Posted at 11:59AM on Sep 26th 2007 by A.Brien

2. Once produced, H2 has to be liquefied & stored. Then it has to be transferred to bulk shipping containers, shipped and then transferred again to "fueling" stations. There is must be stored, and then transferred again and stored on the vehicle before it can be used in the fuel cell which themselves are expensive, short lived and inefficient. Each step takes energy and risks leakage losses. H2 is a poor way to store electrons. It’s FOOLS GOLD.

Posted at 1:36PM on Sep 26th 2007 by Tim

3. We'd be better off using the electricity and batteries and skipping the H2 fuel cells altogether as this fuel cell scientist will be happy to tell you.
http://www.efcf.com/reports/E17.pdf

Posted at 1:52PM on Sep 26th 2007 by pkuhl

4. I'm generally anti-H2, but if H2 solar cells can be made cheap and efficient it really could change the equation.

Tim's concerns are important, but much more so for conventional (ie centralized, industrial) hydrogen production.
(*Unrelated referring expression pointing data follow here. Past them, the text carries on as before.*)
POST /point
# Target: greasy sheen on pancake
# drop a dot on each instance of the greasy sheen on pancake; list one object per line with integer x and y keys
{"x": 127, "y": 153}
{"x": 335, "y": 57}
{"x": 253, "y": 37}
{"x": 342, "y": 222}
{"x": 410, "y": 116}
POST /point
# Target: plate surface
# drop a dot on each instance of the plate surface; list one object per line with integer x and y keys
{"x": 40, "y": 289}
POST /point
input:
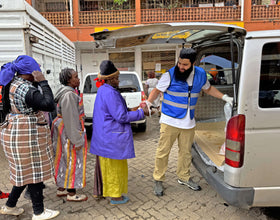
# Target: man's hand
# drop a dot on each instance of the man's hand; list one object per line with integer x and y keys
{"x": 134, "y": 108}
{"x": 227, "y": 99}
{"x": 78, "y": 148}
{"x": 38, "y": 76}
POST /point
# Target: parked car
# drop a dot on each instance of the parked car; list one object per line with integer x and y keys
{"x": 130, "y": 87}
{"x": 248, "y": 174}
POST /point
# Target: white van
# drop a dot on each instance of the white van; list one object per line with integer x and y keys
{"x": 131, "y": 89}
{"x": 248, "y": 174}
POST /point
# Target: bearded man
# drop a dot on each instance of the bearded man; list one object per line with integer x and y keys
{"x": 180, "y": 86}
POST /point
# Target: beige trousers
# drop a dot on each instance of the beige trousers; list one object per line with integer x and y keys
{"x": 168, "y": 136}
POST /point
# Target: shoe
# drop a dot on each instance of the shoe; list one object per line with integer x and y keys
{"x": 192, "y": 185}
{"x": 5, "y": 210}
{"x": 119, "y": 202}
{"x": 47, "y": 214}
{"x": 61, "y": 193}
{"x": 158, "y": 189}
{"x": 77, "y": 198}
{"x": 4, "y": 195}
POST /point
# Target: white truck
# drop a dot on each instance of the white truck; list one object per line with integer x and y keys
{"x": 248, "y": 174}
{"x": 24, "y": 31}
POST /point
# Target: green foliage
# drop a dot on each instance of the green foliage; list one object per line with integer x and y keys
{"x": 119, "y": 2}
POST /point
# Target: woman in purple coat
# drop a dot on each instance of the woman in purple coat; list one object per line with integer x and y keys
{"x": 112, "y": 139}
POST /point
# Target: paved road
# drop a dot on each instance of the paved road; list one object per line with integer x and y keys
{"x": 179, "y": 202}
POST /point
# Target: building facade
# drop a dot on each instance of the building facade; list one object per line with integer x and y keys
{"x": 77, "y": 19}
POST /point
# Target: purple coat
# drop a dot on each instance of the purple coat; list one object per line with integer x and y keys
{"x": 111, "y": 130}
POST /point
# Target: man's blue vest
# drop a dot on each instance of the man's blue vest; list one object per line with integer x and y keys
{"x": 179, "y": 96}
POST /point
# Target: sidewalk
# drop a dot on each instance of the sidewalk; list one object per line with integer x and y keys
{"x": 179, "y": 202}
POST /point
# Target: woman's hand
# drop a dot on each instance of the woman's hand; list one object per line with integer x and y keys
{"x": 38, "y": 76}
{"x": 78, "y": 148}
{"x": 134, "y": 108}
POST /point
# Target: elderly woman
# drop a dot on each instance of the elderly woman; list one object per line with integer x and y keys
{"x": 25, "y": 135}
{"x": 112, "y": 139}
{"x": 69, "y": 138}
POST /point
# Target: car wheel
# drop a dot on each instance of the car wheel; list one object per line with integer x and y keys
{"x": 142, "y": 127}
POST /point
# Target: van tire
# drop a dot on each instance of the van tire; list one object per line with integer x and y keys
{"x": 142, "y": 127}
If you make it at home with a roof-top array you can fuel up in your garage as you could with a BEV. Of course there is still the problem of H2's low energy density -> it's need for silly-high pressure or liquefication.

The potential also exists for greater efficiency in H2 generation to make up for it's lower efficiency in electricity generation. We just read a story (www.autobloggreen.com/2007/09/25/solar-power-for-consumers-at-2-per-watt/) about polymeric photovoltaics getting 11% conversion. If H2 production can get to 3 times that, it would just about make up for the energy loss inherent in it's compression, transport, and conversion back to electricity. I understand the theoretical limit to PV efficiency is about 56%, but only the very optimistic think anything like that can be done economically.
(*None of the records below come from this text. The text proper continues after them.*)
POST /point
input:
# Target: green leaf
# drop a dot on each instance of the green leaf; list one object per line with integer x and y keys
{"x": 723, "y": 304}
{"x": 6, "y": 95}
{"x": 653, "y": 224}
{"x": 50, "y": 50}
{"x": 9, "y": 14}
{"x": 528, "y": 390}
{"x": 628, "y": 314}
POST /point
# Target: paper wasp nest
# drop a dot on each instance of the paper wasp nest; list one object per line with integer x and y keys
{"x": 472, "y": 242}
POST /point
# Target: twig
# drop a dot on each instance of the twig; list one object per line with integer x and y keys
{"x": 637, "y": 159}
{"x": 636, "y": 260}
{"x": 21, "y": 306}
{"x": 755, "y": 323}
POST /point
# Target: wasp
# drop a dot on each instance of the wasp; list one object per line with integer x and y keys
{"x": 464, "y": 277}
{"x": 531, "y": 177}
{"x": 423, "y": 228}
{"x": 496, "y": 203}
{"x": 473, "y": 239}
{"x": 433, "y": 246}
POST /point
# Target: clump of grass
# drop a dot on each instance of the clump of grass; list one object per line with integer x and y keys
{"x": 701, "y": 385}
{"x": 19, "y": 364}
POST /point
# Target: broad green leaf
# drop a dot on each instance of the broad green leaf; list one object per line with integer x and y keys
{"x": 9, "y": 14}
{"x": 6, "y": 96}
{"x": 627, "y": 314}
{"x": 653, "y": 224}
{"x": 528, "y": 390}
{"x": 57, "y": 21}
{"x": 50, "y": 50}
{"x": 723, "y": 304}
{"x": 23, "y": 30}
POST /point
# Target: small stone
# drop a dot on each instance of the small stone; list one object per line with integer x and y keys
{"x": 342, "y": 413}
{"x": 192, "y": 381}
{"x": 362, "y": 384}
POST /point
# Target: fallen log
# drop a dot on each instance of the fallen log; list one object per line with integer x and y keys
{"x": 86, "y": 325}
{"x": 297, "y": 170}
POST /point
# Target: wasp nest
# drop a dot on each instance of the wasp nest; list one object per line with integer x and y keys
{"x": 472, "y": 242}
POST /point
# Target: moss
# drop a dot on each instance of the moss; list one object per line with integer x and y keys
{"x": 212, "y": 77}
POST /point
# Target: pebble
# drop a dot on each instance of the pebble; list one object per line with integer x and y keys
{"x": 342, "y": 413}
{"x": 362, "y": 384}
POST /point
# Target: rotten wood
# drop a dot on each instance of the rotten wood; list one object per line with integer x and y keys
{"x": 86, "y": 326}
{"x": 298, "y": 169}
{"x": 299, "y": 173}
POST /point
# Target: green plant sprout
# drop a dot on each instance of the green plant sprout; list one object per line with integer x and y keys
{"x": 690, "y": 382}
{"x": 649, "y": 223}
All told I think this is an important step, but I feel it is still unlikely that H2 will be the ulitmate post-fossil-fuels energy storage medium. AND this is still solidly in the category of vaporware, while there are VERY good batteries being built in small but quasi-industrial quantities right now. ... and they're getting better fast.
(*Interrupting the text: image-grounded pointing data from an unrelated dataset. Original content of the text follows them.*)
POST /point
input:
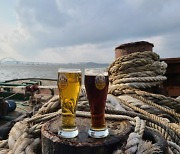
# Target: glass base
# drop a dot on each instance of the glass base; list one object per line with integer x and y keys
{"x": 98, "y": 133}
{"x": 68, "y": 133}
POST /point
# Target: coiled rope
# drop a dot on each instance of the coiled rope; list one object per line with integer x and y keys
{"x": 130, "y": 75}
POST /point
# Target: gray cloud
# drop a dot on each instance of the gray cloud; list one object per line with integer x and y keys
{"x": 62, "y": 23}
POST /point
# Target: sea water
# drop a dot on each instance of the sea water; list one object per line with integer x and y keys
{"x": 19, "y": 71}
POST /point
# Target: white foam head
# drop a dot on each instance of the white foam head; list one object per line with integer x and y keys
{"x": 69, "y": 70}
{"x": 96, "y": 71}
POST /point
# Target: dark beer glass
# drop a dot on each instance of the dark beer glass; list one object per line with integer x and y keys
{"x": 96, "y": 84}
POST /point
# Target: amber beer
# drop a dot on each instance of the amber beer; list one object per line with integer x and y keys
{"x": 96, "y": 84}
{"x": 69, "y": 83}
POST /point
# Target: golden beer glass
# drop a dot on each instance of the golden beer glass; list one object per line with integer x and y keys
{"x": 96, "y": 84}
{"x": 69, "y": 84}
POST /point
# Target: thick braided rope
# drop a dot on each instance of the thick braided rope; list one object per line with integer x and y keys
{"x": 170, "y": 111}
{"x": 162, "y": 100}
{"x": 136, "y": 55}
{"x": 152, "y": 116}
{"x": 142, "y": 79}
{"x": 163, "y": 129}
{"x": 174, "y": 147}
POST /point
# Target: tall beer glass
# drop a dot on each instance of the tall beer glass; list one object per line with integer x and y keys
{"x": 96, "y": 84}
{"x": 69, "y": 84}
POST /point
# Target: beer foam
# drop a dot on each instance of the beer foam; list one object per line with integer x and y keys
{"x": 95, "y": 72}
{"x": 67, "y": 70}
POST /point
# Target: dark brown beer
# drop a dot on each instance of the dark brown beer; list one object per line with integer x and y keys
{"x": 97, "y": 87}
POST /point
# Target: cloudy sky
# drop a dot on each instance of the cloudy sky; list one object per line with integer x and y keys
{"x": 83, "y": 31}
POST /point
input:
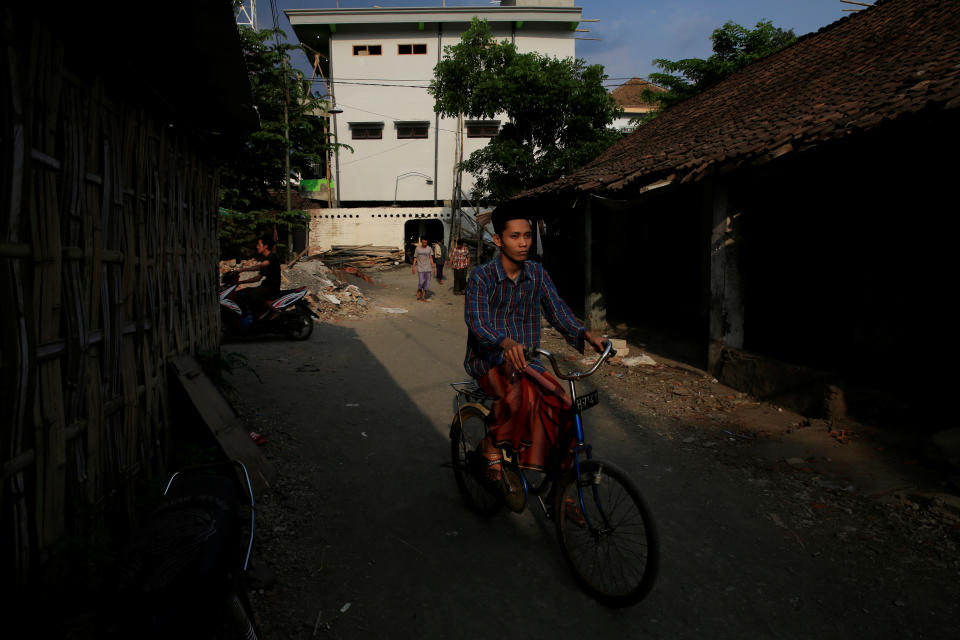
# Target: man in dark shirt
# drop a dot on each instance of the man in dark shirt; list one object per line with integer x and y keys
{"x": 269, "y": 270}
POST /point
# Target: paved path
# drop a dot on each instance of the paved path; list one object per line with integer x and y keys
{"x": 369, "y": 515}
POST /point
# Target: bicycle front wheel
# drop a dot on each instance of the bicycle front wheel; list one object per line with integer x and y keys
{"x": 611, "y": 544}
{"x": 468, "y": 430}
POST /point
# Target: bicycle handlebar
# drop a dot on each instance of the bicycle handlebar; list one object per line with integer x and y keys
{"x": 608, "y": 352}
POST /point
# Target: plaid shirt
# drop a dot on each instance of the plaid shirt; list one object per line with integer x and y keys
{"x": 460, "y": 258}
{"x": 496, "y": 307}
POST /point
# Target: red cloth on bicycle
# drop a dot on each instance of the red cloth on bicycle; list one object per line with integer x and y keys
{"x": 531, "y": 413}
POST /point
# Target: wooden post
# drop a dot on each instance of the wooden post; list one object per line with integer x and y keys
{"x": 726, "y": 281}
{"x": 595, "y": 305}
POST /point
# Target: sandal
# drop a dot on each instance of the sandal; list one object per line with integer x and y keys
{"x": 505, "y": 479}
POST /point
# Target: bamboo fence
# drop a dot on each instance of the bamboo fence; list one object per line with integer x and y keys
{"x": 108, "y": 267}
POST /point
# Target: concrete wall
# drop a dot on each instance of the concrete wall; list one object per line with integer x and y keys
{"x": 378, "y": 226}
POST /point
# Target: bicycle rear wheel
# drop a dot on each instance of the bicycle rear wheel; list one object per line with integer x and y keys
{"x": 612, "y": 547}
{"x": 467, "y": 431}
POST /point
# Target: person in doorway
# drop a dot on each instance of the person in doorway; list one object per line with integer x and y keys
{"x": 439, "y": 257}
{"x": 460, "y": 262}
{"x": 504, "y": 299}
{"x": 423, "y": 266}
{"x": 269, "y": 270}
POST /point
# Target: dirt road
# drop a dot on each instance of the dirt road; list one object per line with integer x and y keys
{"x": 369, "y": 537}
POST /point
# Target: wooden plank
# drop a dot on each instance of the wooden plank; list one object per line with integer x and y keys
{"x": 222, "y": 420}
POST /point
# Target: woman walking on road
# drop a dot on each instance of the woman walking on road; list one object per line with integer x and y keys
{"x": 423, "y": 266}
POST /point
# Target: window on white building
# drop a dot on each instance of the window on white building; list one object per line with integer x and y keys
{"x": 412, "y": 49}
{"x": 366, "y": 130}
{"x": 367, "y": 50}
{"x": 482, "y": 128}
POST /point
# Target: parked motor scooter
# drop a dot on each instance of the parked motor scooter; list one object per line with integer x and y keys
{"x": 292, "y": 316}
{"x": 184, "y": 574}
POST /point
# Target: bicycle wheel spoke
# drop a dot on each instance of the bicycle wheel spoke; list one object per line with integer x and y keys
{"x": 615, "y": 555}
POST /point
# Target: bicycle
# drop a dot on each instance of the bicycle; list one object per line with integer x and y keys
{"x": 603, "y": 523}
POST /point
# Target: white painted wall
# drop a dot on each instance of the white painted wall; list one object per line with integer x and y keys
{"x": 376, "y": 89}
{"x": 378, "y": 226}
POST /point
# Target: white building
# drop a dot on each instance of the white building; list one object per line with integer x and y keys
{"x": 399, "y": 180}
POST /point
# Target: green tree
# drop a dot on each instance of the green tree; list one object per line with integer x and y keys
{"x": 558, "y": 111}
{"x": 256, "y": 172}
{"x": 253, "y": 177}
{"x": 734, "y": 47}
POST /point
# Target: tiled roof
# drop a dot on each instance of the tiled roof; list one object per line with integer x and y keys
{"x": 630, "y": 93}
{"x": 874, "y": 66}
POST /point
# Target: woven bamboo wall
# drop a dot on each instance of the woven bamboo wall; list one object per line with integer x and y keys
{"x": 108, "y": 256}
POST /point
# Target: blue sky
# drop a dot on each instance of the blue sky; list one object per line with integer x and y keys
{"x": 632, "y": 32}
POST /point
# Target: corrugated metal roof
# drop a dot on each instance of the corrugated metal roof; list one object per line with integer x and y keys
{"x": 880, "y": 64}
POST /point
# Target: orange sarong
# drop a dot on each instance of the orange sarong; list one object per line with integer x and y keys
{"x": 531, "y": 412}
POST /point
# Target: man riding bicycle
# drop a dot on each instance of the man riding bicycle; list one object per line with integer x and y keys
{"x": 504, "y": 300}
Posted at 4:33PM on Sep 26th 2007 by GoodCheer

5. H2 is too bulky, costly, and inefficient to make a good vehicle fuel.

However, if this process is cheap enough, it might have potential for stationary electric power production. H2 (and O2) could be stored in large low pressure tanks during the day, to feed high efficiency fuel cells (alkaline would work well) for constant 24 hours a day electrical power production.

Of course, it's also possible that the same titanium disilicide semiconductor may find use in photovoltaic cells at lower cost and higher efficiency.

Posted at 6:05PM on Sep 26th 2007 by Chris M

6. Yes, unless we can find a way to easily and cheaply store H2 other than as a compressed gas, it simply is too bulky to store for home use.

There's a guy out there now who uses ten 1,000 gallon propane tanks to store his hommade H2.

IIRC, he notes even that much compressed H2 is the energy equivalent of less than 60 gallons of LPG.

Maybe it'll work for utility-scale applications, but H2 is clearly not for residential scale applications unless some drastic breakthough occurs in H2 storage technology.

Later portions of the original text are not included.